Оцепенели иверские юристы.
– «Да сбудется реченное», – воскликнул Никодим Кипарисов.
– Однако! – произнес со вздохом квартальный надзиратель.
– Теперь ступай к мировому, а не ко мне, мы больше не годимся, – иронически говорил комиссар просительнице.
– Сам, батюшка, нас рассуди! Зачем я полезу к мировому… Еще кто он такой…
– Молодой… С золотой цепью на шее сидит… Хе, хе, хе… да поверенного возьми. Деньги-то есть, что ли?
– Какие у нас, батюшка, деньги.
– Ну, уж это твое дело… Теперь там на лестнице поверенные стоят. Да ты не бойся: не от иверских – тех уж нет, – теперь все новые, хе, хе, хе.
– Кипарисыч, – говорит молодой купец иверскому юристу, прозябшему до костей у ворот московского трактира, – говорят, вашему брату последний конец пришел.
– Верно, господин коммерсант.
– Что ж, ведь замерзнешь без дела-то.
– По теории вероятностей должен замерзнуть.
– Ты бы к чему-нибудь пристроился. Говорят, еще на Хитровом рынке вашим братом не гнушаются.
– Что ж ты смеешься надо мной? Твой отец не только мной не гнушался, а когда его в яму тащили – в ногах у меня валялся. Выручи! Эх ты! Может быть, ты мне обязан, что капитал у тебя есть. Погоди, вспомнишь и нас! Мы самим богом были устроены для вашего купеческого нрава, а с новыми вам придется побарахтаться. Dixi!.[14]14
Я сказал (лат.).
[Закрыть]
– Это насчет чего?
– А насчет того, что ты, немилосердный человек, смеешься над умирающим.
И комиссары московские перемерли, и кипарисычи, и все члены иверской консультации отошли в вечность, но на почве, которую они возделывали и удобряли и на которой в былые времена произрастало «крапивное семя», – прозябло новое растение, не значившееся прежде в юридической ботанике и названное при своем появлении «аблокатом».[15]15
Аблокат – искаженное «адвокат».
[Закрыть]
Аблокат не имеет ничего общего с людьми, аккредитованными судом и институтом присяжных поверенных. Он торгует без патента. Между ними есть незрелые шантажисты, деяния которых не предусмотрены законом, но деяния эти заставили бы содрогнуться иверскогс юриста.

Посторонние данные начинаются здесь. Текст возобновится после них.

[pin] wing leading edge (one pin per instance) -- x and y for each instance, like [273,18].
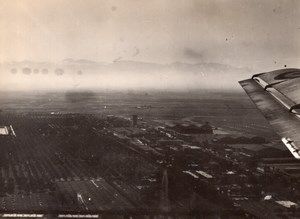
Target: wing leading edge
[277,95]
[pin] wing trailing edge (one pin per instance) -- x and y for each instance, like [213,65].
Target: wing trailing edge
[277,95]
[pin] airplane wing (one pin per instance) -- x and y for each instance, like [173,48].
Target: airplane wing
[277,95]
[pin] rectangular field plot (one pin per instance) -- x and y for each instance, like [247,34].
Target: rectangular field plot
[67,162]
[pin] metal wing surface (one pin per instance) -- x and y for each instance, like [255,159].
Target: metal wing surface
[277,95]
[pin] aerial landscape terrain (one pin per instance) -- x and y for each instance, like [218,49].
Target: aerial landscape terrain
[135,109]
[196,154]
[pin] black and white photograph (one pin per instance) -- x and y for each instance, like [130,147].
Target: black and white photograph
[150,109]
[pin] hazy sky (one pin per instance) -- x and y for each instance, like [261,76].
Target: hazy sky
[242,33]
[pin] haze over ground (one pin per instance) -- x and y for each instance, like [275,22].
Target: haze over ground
[182,45]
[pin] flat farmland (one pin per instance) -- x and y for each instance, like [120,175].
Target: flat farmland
[65,162]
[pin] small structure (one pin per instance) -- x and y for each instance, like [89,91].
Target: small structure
[134,120]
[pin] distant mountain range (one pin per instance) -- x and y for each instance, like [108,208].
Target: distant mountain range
[124,74]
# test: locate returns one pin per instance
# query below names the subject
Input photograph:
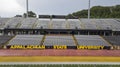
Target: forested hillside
(99, 12)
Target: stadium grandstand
(17, 25)
(58, 32)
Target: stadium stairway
(42, 41)
(75, 40)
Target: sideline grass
(59, 59)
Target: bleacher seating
(28, 23)
(34, 23)
(51, 40)
(3, 22)
(58, 24)
(4, 39)
(90, 40)
(74, 24)
(26, 40)
(43, 24)
(14, 22)
(114, 40)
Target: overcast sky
(9, 8)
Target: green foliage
(99, 12)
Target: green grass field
(56, 65)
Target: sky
(10, 8)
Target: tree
(99, 12)
(30, 14)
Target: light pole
(27, 8)
(89, 11)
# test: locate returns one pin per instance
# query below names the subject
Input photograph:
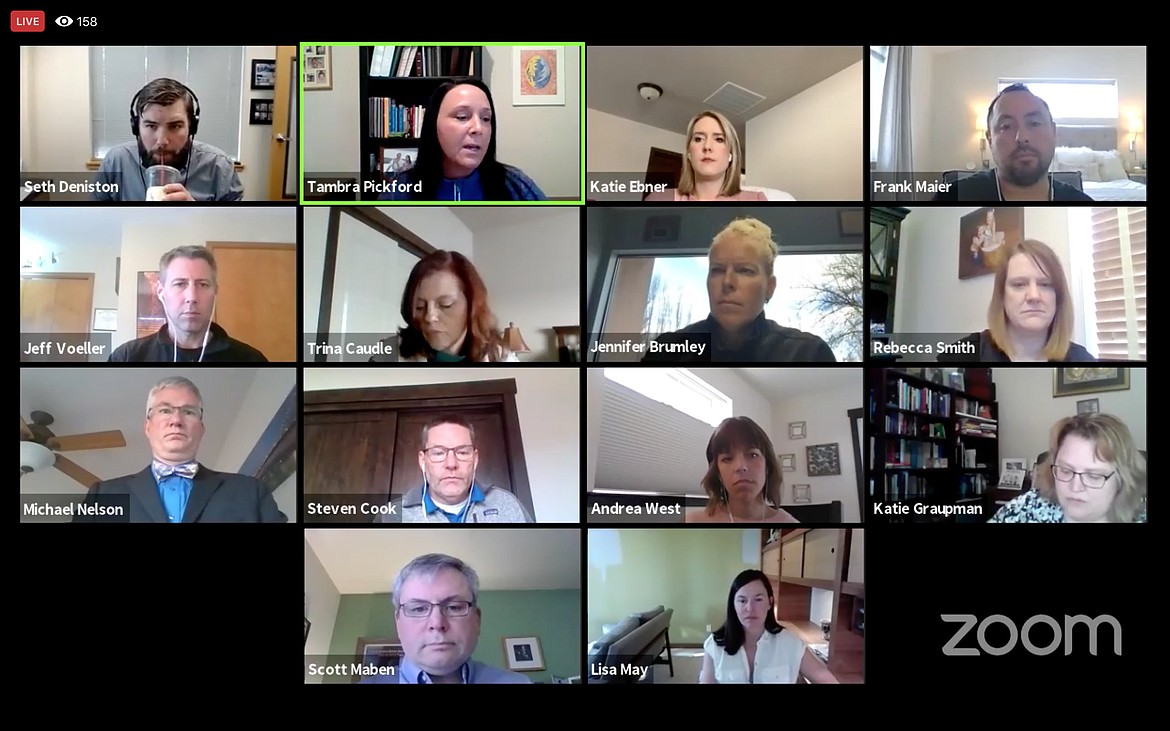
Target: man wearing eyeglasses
(438, 623)
(449, 492)
(176, 488)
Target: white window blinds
(1119, 282)
(214, 73)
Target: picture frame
(105, 319)
(260, 111)
(538, 76)
(263, 74)
(984, 239)
(317, 68)
(1075, 381)
(523, 654)
(378, 653)
(824, 460)
(274, 457)
(1088, 406)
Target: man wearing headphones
(187, 287)
(164, 119)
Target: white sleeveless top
(777, 660)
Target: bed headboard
(1093, 136)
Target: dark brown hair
(483, 342)
(740, 433)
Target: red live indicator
(27, 21)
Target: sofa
(639, 639)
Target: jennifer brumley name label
(349, 669)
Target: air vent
(661, 228)
(733, 98)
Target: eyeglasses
(421, 609)
(186, 412)
(439, 454)
(1094, 481)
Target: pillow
(1091, 172)
(1112, 167)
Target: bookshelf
(396, 84)
(934, 447)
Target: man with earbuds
(164, 119)
(449, 494)
(187, 287)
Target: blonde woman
(710, 167)
(740, 282)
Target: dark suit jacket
(215, 497)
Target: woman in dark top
(458, 152)
(1030, 318)
(740, 282)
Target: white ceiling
(689, 75)
(101, 399)
(634, 455)
(365, 561)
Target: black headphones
(192, 118)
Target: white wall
(811, 145)
(144, 240)
(268, 391)
(544, 142)
(963, 82)
(507, 256)
(931, 298)
(55, 133)
(1027, 409)
(322, 600)
(621, 145)
(826, 422)
(548, 402)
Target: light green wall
(688, 570)
(553, 616)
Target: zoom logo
(1060, 634)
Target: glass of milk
(157, 178)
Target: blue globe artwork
(537, 71)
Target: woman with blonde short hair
(710, 166)
(1093, 473)
(740, 282)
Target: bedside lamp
(514, 340)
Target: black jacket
(159, 347)
(981, 188)
(766, 343)
(986, 351)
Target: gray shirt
(210, 173)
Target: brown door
(256, 300)
(282, 177)
(663, 167)
(57, 303)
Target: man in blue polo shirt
(449, 492)
(439, 626)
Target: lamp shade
(35, 456)
(514, 340)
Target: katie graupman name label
(353, 669)
(924, 509)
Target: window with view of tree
(816, 292)
(213, 73)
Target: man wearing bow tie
(176, 488)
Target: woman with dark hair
(458, 152)
(743, 477)
(751, 647)
(449, 321)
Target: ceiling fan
(39, 447)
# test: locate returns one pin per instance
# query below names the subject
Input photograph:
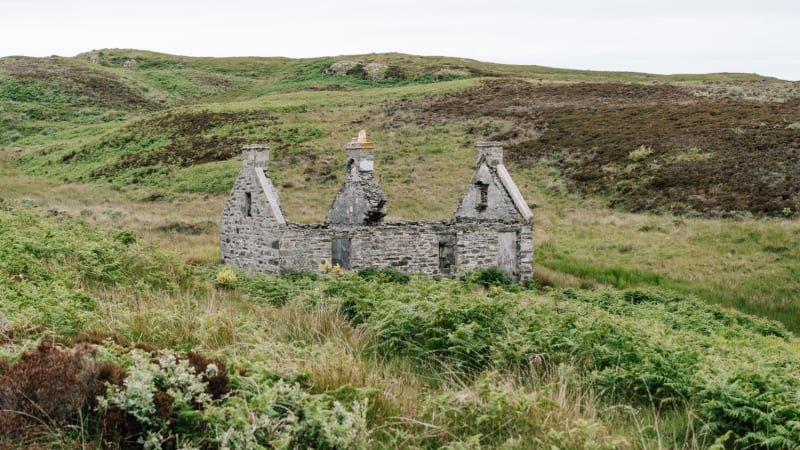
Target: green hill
(660, 203)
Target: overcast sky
(675, 36)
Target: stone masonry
(492, 226)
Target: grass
(292, 329)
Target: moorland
(662, 314)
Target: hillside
(660, 203)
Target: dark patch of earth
(712, 156)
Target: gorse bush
(487, 356)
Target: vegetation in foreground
(182, 353)
(109, 341)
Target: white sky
(675, 36)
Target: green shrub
(226, 278)
(641, 153)
(488, 277)
(384, 275)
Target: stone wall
(491, 227)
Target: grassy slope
(438, 362)
(748, 263)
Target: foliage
(49, 269)
(488, 277)
(226, 278)
(384, 274)
(641, 153)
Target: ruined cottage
(492, 226)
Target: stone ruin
(492, 226)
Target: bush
(12, 136)
(226, 279)
(384, 275)
(48, 386)
(488, 277)
(641, 153)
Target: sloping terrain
(119, 329)
(712, 145)
(696, 153)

Об этих общественных деятелях впереди мое слово.
II
Широкие натуры
Немилосердный коммерсант, смеявшийся над умирающим иверским юристом Никодимом Кипарисовым, принадлежал к широким купеческим натурам.
То время было время широких натур, почти уже не существующего теперь типа загульных людей. Широкая натура появлялась тогда и в образе промотавшегося интеллигента, прислонившегося к загульному купцу в качестве «дикого барина», с обязанностью откупоривать бутылки, играть на гитаре, «выкидывать колена» и т. п., и в образе купца, разносившего публичные дома, и в образе художника, которому уже перестала повиноваться кисть, и в образе высокодаровитого артиста, пренебрегавшего преклонением пред его талантом народной массы, и даже в образе басистого дьякона. Широкую натуру в Москве уважали, она даже не теряла уважения и тогда, когда, растративши материальные, нравственные и физические силы, насидевшись в «яме» и навалявшись в больнице, становилась с нищими на паперти церковной.
– Ивана Семенова давеча видел: у Василья Блаженного на паперти стоит, – говорит купец соседу своему по лавке.
– Хорош?
– Весь распух, словно стеклянный стал, а духу своего не теряет. Увидел меня, словно бы маленько улыбнулся и сейчас опять в серьез вошел. Мигнул я ему, дескать, приходи… Не знаю, понял ли.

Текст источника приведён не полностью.